Wednesday, June 1, 2011

Jobless, homeless, and husbandless

My dearest Trick,
If someone was to tell me that June 1st would come and I would find myself jobless, homeless and husbandless I would have called them a lier. Only you would leave the world and make sure that I had a clean slate to work with. I am lost as to what I am supposed to do. I have never lived alone. I always had a roommate and then I moved in with you - the best roommate in the world. So now at almost 35 I am to learn how to navigate life solo and how to live solo. It all seems too much. Where should I set up shop? How do I begin to find a place to call home when YOU were my home? I guess having all this LESS in my life will make me stronger. I know you always said that I was the strongest woman you knew but in reality I am not. I could be strong when I had you by my side. Right now I feel weak, knocked down, kicked, bruised, beaten up. I never knew just living could be so hard - when hardships never held us back from living a great life. I hope that you are still watching over me, guiding me in this adventure I now call widowhood. The world sucks without you.
Around the world and back again~

1 comment:

  1. Hi Ali. My name is Chris. I worked with Pat for six years. I was also a few years behind Pat at South High School, but we didn't ever cross paths there. You and I have only met twice. I met you for the first time a few years ago. We were at a comedy show, based on super heroes, that a few of the other Luxers had written and were performing. The second time we met was at Pat's funeral.
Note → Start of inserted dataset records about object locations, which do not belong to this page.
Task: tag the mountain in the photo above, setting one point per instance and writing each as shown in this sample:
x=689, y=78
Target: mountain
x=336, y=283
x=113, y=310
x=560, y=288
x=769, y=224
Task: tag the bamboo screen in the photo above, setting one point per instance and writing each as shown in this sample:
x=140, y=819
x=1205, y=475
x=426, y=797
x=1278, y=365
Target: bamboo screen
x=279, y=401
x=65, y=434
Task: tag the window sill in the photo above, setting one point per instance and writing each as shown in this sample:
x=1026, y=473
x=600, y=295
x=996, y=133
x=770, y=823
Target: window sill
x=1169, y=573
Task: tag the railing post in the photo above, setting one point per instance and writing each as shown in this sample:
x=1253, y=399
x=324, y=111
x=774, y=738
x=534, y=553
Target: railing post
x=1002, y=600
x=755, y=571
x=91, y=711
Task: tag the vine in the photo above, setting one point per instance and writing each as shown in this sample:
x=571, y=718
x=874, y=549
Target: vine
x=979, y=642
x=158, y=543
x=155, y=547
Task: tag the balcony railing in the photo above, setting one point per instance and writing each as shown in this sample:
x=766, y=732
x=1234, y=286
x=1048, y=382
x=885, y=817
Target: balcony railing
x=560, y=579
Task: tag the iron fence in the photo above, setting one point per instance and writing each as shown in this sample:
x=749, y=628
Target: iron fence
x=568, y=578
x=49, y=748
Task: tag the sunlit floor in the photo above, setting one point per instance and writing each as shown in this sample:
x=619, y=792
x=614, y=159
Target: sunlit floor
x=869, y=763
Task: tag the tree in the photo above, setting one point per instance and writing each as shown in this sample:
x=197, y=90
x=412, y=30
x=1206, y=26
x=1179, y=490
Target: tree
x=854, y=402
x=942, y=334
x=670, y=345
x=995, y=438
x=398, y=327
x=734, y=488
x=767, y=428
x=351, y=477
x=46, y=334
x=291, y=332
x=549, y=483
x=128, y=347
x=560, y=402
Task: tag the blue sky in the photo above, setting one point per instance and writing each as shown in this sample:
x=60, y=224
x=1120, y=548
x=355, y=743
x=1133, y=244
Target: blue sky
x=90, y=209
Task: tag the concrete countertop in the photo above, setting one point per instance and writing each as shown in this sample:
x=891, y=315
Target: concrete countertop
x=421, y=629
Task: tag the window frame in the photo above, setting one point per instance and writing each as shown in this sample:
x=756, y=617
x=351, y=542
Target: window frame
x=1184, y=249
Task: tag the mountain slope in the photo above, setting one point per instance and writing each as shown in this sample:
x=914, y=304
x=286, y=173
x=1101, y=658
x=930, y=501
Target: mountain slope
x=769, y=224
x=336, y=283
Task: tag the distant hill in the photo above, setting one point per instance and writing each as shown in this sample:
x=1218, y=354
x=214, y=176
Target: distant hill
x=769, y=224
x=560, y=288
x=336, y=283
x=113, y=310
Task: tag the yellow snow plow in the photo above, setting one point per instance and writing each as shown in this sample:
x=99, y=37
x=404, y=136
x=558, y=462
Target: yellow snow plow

    But in the six years that I worked with Pat, I heard your name often. He spoke highly of you, of course, in a number of ways. But mostly, I found it endearing to listen to Pat talk about you, because there was a natural affection that came into his voice when your name came up. He could be telling a simple story about what seemed on the surface to be a rather mundane detail of the life that you two shared, but so much was revealed by that simple story because of the openness and the sincerity with which it was told. It may sound silly, but the one story that stands out in my mind is a story about how frustrated you got over the name of Fifth Third Bank. Pat's eye's would light up and his smile spread across his face as he imitated you saying "I can't believe they named a bank after an improper fraction!". If ten other husbands told that story, you'd be lucky to find eight that didn't sound at least a little bitter, or maybe just bored. But when Pat spoke of you, he had genuine love in his voice. I can't tell you how refreshing that was to me.

    I don't know where you go or what you do after you lose something like that. That is outside of my experience. But I do know that he saw a lot to love in you. And I hope that you find that in yourself too.

    I'm glad that you started this blog. Finding an outlet for your feelings seems like a crucial part of coping. And I am glad that I'll have the opportunity to stop in and read your thoughts.

    And of course, if there is ever anything at all that I can do for you, please don't hesitate to ask.

    Take care. Keeping writing. Keep breathing. Keep loving.